First of all we need to clarify a point. The term ‘error rates’ is used in data mining to depict the rate of false predictions a model gives. In this article I’m using it at a higher level of granularity – the number of erroneous models as a fraction of all models. Yes, organizations are deploying defective models for a variety of reasons – some of which can be addressed, and some of which cannot. Here is a rundown of why some of the predictive models used in your organization might be erroneous (with statistically meaningless actual prediction rates):
- The people developing models do not understand the nuances and procedures necessary to ensure a model is fit for purpose (the most common reason). Do not assume that a PhD Statistician will have the requisite knowledge – their thesis may well have been concerned with some obscure mathematical properties of a particular distribution function. Finding people who know about the application of important techniques such as the Bonferroni correction is not so easy.

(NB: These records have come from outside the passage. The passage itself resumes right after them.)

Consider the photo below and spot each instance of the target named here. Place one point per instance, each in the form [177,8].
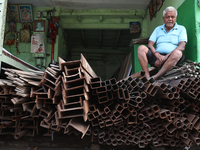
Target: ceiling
[87,4]
[117,38]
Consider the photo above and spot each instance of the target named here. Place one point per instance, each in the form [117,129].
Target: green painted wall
[158,20]
[187,18]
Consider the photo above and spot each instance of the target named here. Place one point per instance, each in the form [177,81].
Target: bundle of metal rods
[72,99]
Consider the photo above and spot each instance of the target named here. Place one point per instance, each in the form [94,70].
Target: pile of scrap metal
[72,99]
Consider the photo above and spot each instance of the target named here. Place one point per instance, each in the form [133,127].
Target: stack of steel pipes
[71,99]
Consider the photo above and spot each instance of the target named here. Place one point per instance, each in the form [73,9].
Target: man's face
[170,19]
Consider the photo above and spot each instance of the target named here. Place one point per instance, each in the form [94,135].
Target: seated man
[170,39]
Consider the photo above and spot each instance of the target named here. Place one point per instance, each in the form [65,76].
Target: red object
[53,32]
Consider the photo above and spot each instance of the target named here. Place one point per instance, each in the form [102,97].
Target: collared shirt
[165,41]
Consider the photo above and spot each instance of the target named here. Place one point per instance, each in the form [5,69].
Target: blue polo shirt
[166,42]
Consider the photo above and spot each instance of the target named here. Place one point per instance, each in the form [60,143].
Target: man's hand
[161,58]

- Your data may be messed up and simply unable to deliver accurate models. Even mild amounts of mess can produce incorrect models (this is particularly true of techniques such as decision trees, which are inherently unstable).

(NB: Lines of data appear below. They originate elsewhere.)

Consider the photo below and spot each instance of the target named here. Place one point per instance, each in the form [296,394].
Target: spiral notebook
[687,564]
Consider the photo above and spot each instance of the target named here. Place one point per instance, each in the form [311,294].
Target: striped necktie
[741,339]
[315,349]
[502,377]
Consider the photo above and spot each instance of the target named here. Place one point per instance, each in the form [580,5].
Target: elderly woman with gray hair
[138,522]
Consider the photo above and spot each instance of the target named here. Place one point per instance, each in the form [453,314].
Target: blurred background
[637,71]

- Suppliers have convinced your management that it’s all about dragging visually appealing icons around a graphical interface and pressing the ‘go’ button. The ‘ease-of-use’ promise is as old as the hills, and is the technology supplier’s best friend when selling to confused managers. Trouble is that it works, but always leads to trouble.
- The fundamental act of searching through a large space of variable, variable value, parameter and data set combinations means that a very high percentage of such combinations are meaningless – but of course your algorithms do not know this. Such a scenario is ideal for a simple application of Bayes rule, which invariably shows that error rates are going to be much higher than one might imagine. Read Big Data – Fool’s Gold if you want more on this topic.
- Political pressure. ‘We’ve got piles of this item in stock, produce a predictive model that shows if we drop its price by 50% we will also sell 200% more of this other item.” – the Sales Director. “Oh and by-the-way, if it all goes belly-up I’ll blame the model.’ There is nothing to say here really is there, other than this was common practice in the banks prior to the 2008 collapse – and no doubt still is.
- Things change. The data used to build a modelĀ are always historical (unless you have discovered time travel). What was fashionable one year (remember Facebook) might not be fashionable next. Predictive models assume everything remains the same – it doesn’t.
I imagine there are other reasons, but 6 is already one too many for me. Reasons 1 and 2 are addressable – 3,4,5,6 probably not.
Predictive models are being used to great effect, but everyone will also be using models that are just plain wrong. The key to eliminating defective models is monitoring and management on an ongoing basis. Without such vigilance you may just end up with the dumbest smart applications in your industry.